- Genre: Morning show Infotainment Talk show
- Directed by: Wayne O'Donnell
- Presented by: David Campbell; Belinda Russell;
- Country of origin: Australia
- Original language: English
- No. of seasons: 10

Production
- Executive producers: Louisa Hatfield (2012–2013); Natasha Daran (2014–2016); Mark Calvert (2017–2018); Bree Dwyer (2018–2019); Ashleigh Sculley (2023–present);
- Production locations: Sydney, New South Wales
- Running time: 150 minutes (weekdays); 120 minutes (Saturdays);

Original release
- Network: Nine Network
- Release: 6 February 2012 – present

Related
- Kerri-Anne (2002–2011); Today Weekend Today;

= Today Extra =

Australian morning television talk show

Today Extra is an Australian morning talk show, with an infotainment base, hosted by David Campbell and Belinda Russell.

The show airs between 9:00 am and 11:30 am weekdays and follows the Nine Network's breakfast news program Today. The show is broadcast from the Nine Network studios in North Sydney, a suburb located on the North Shore of Sydney, New South Wales.

== History ==
The show premiered on the Nine Network on 6 February 2012 as Mornings, offering a mix of interviews, live music performances, and segments on cooking, lifestyle, fashion, beauty, and entertainment. The show replaced the long-running Kerri-Anne.

In January 2015, Mornings underwent a rebrand with a fresh set and logo. During Sonia Kruger’s maternity leave, Wendy Kingston hosted on Mondays while Georgie Gardner took over from Tuesday to Friday until Kruger’s return on 27 April 2015. Shortly after, on 5 May 2015, Mornings was extended to 11:30 am, leading to Nine's Morning News being rescheduled to the same time slot.

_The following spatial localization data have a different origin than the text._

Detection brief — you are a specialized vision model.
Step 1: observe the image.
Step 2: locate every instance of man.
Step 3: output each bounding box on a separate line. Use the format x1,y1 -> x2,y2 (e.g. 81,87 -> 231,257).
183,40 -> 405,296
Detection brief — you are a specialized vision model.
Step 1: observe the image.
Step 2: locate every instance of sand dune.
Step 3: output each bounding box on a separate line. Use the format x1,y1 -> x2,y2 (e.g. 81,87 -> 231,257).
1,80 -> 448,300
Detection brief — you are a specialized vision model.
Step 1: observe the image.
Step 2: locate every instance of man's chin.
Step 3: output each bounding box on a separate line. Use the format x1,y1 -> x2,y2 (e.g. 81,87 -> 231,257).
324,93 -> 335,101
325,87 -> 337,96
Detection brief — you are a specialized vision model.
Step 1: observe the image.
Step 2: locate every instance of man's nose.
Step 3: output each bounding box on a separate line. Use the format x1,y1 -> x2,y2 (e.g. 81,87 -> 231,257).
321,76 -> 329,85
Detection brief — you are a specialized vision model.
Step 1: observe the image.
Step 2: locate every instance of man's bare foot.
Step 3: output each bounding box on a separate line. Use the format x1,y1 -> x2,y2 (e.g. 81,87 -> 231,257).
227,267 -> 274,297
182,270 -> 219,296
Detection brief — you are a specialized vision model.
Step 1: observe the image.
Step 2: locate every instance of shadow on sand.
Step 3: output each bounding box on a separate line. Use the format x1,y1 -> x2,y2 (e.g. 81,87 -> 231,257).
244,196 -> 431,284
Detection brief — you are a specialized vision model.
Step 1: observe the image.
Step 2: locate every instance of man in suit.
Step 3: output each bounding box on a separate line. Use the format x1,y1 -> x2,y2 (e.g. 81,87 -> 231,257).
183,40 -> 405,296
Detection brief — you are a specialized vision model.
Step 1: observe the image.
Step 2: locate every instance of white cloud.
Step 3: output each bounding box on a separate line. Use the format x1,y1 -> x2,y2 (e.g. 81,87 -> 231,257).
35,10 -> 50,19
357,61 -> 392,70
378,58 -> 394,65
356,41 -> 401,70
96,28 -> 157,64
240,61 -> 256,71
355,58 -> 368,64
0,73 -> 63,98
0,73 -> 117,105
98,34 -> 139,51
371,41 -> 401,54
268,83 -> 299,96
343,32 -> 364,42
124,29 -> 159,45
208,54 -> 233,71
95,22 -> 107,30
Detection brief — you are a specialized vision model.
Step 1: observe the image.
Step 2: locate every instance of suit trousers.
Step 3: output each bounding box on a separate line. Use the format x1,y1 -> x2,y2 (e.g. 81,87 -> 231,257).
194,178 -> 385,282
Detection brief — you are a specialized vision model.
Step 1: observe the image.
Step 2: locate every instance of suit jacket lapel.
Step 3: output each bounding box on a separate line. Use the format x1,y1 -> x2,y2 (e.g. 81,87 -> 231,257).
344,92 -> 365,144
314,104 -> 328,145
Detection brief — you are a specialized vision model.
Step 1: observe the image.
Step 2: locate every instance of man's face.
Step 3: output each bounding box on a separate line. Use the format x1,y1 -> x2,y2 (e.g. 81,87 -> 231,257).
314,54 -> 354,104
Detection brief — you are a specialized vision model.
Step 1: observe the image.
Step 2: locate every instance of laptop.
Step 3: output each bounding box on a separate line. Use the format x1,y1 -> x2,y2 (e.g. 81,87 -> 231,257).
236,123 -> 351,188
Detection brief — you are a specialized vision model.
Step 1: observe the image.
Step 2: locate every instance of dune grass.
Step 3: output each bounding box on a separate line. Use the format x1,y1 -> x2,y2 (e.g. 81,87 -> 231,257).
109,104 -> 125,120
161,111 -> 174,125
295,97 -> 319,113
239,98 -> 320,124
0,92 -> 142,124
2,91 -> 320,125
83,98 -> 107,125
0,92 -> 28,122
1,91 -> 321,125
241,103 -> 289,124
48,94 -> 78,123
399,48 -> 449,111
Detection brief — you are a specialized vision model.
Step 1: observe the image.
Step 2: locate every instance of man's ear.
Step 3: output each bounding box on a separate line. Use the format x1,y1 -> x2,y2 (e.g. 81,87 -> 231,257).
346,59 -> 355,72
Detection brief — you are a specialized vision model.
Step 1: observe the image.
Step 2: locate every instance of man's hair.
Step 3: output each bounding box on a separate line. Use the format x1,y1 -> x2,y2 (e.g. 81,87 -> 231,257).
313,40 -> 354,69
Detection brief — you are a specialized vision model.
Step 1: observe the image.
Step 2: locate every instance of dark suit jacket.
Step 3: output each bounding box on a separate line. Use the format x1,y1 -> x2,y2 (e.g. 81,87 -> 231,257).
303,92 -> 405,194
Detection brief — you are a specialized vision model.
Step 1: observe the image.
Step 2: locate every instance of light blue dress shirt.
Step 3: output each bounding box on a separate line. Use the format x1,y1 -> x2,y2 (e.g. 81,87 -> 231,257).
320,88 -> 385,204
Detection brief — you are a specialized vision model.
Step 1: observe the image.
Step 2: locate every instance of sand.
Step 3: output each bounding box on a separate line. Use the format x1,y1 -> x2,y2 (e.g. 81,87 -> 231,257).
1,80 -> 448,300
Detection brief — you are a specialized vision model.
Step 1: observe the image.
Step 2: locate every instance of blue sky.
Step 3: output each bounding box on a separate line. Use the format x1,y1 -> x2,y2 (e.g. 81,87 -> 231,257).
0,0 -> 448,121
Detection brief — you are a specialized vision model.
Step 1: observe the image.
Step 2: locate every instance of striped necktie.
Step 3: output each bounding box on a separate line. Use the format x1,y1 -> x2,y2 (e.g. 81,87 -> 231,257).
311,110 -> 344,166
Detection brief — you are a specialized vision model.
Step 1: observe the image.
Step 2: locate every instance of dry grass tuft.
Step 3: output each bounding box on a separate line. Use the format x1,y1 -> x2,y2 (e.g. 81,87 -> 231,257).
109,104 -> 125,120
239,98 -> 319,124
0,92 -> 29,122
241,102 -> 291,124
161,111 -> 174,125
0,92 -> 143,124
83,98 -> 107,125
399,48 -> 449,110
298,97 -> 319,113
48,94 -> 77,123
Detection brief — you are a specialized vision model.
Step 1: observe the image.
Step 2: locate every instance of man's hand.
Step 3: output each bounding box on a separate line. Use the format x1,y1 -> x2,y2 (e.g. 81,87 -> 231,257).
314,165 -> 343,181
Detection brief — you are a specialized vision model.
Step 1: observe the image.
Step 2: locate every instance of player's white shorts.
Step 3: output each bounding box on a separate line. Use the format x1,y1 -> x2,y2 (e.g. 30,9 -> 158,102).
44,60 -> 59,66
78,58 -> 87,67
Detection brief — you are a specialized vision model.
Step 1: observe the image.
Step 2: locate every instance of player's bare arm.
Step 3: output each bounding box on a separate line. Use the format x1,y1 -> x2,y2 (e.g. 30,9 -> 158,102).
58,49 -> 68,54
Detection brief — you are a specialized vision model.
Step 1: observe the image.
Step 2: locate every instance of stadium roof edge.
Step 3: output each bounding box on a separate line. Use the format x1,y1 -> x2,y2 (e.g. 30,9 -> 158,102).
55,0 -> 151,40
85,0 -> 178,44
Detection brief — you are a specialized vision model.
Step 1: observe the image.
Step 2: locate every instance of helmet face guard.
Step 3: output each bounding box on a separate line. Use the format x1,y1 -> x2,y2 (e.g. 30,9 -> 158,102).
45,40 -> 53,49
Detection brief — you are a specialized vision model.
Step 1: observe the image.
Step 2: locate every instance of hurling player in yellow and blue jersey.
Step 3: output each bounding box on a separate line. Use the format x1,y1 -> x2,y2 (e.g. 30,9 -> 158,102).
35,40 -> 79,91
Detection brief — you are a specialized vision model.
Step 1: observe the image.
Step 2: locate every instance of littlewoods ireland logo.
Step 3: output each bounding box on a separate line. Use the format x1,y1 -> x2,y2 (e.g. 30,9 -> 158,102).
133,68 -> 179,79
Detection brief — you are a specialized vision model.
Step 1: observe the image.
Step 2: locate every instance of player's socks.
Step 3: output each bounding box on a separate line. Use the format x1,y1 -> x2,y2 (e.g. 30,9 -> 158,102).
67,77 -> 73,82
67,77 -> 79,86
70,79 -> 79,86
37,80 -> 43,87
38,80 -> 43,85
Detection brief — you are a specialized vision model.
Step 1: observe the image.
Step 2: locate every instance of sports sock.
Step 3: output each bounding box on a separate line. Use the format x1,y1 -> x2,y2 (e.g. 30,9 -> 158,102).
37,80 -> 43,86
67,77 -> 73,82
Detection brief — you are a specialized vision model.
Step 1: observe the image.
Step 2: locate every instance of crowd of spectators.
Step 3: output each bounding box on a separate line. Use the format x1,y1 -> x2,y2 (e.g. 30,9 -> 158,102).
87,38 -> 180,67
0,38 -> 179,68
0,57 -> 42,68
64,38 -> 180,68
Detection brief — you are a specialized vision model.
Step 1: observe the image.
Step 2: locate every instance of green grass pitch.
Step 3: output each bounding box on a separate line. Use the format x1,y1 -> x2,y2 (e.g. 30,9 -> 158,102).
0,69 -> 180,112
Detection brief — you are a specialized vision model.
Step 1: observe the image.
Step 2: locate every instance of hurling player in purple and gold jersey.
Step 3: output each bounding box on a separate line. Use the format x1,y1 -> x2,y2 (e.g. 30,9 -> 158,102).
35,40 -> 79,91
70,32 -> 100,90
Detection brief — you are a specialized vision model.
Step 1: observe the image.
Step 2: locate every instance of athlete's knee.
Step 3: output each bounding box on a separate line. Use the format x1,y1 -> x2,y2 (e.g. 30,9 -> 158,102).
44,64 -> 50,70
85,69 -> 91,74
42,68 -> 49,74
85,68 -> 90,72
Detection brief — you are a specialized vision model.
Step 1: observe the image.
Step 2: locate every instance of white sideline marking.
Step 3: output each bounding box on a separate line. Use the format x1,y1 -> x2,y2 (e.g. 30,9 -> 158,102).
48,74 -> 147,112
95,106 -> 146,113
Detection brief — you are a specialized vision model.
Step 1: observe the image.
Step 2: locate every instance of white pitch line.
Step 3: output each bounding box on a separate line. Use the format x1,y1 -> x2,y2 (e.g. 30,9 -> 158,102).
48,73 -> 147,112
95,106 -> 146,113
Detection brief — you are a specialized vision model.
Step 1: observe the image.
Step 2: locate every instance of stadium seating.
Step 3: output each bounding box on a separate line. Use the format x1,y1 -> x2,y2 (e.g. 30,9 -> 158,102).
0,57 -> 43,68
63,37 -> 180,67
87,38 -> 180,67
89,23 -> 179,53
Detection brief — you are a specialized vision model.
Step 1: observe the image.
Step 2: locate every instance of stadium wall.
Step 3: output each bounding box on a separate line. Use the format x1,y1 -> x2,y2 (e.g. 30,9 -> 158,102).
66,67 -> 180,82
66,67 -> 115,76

In January 2016, Nine announced that Mornings would be rebranded as Today Extra, aligning it with the network’s breakfast show, Today, while maintaining its focus on light entertainment and news updates. The program moved to the Today studio as part of this transition.

In January 2019, David Campbell was announced as the new host of Weekend Today, continuing to host Today Extra on Mondays through Wednesdays. Richard Wilkins joined as co-host on Thursdays and Fridays. Campbell remained in this role until December 2019, when it was announced he would host Today Extra full-time in 2020, with Wilkins taking over his role on Weekend Today.

In November 2019, Kruger announced her departure from Nine, with her final show airing on 15 November. Sylvia Jeffreys was confirmed as Kruger's permanent successor upon her return from maternity leave in 2020. Campbell resumed hosting duties on weekdays, while Wilkins transitioned to Weekend Today.

A notable incident occurred on 9 March 2020, when actress Rita Wilson appeared on the show in a segment hosted by Campbell and Belinda Russell, who was filling in for Jeffreys. Three days later, Wilson was diagnosed with COVID-19, prompting Nine to order all personnel who had interacted with her including Campbell and Russell into isolation. Following testing, none were found to have contracted the virus.

In September 2026, it was announced that Jeffreys would leave Today Extra in order to become the co-host of Today alongside Tom Steinfort. Belinda Russell was announced as her replacement.

==Hosts==

| Presenter | Role | Tenure |
|---|---|---|
| David Campbell | Co-host | 2012–present |
| Belinda Russell | Co-host | 2026–present |
| Deborah Knight | News (Monday to Thursday) | 2025–present |
| Kate Creedon | News (Friday) | 2025–present |

===Former hosts===

| Presenter | Role | Tenure |
|---|---|---|
| Sonia Kruger | Co-host | 2012–2019 |
| Richard Wilkins | Co-host (Thursday & Friday) | 2019 |
| Sylvia Jeffreys | Co-host | 2019–2026 |

===Fill-in presenters===
Current presenters who have been fill-in hosts or co-hosts of Today Extra in recent times include Amber Sherlock, Lizzie Pearl, Renee Bargh, Brooke Boney, Richard Wilkins, Jayne Azzopardi, Lara Vella, Charles Croucher, Tim Davies and Tom Tilley.

==Regular segments==

| Presenter | Role |
|---|---|
| Yvette Duncan Paul Hancock | Advertorials |
| Britt Warburton | Entertainment |
| Trevor Long | Technology |
| Jane de Graaff | Lifestyle |
| Quentin Long | Travel |
| Trent Nikolic | Auto |
| Alice Stolz | Property |

==Ratings==
The first episode of Mornings attracted 104,000, trailing The Morning Show, which attracted 166,000 viewers. However, in October 2012, Mornings beat The Morning Show for the first time since its launch.

On 19 March 2016, six weeks after the relaunch to Today Extra, the program won the week against The Morning Show. This included a victory in Perth, which for many years has been Nine's weakest market ratings-wise. It was the first time The Morning Show lost a week in its nine-year history.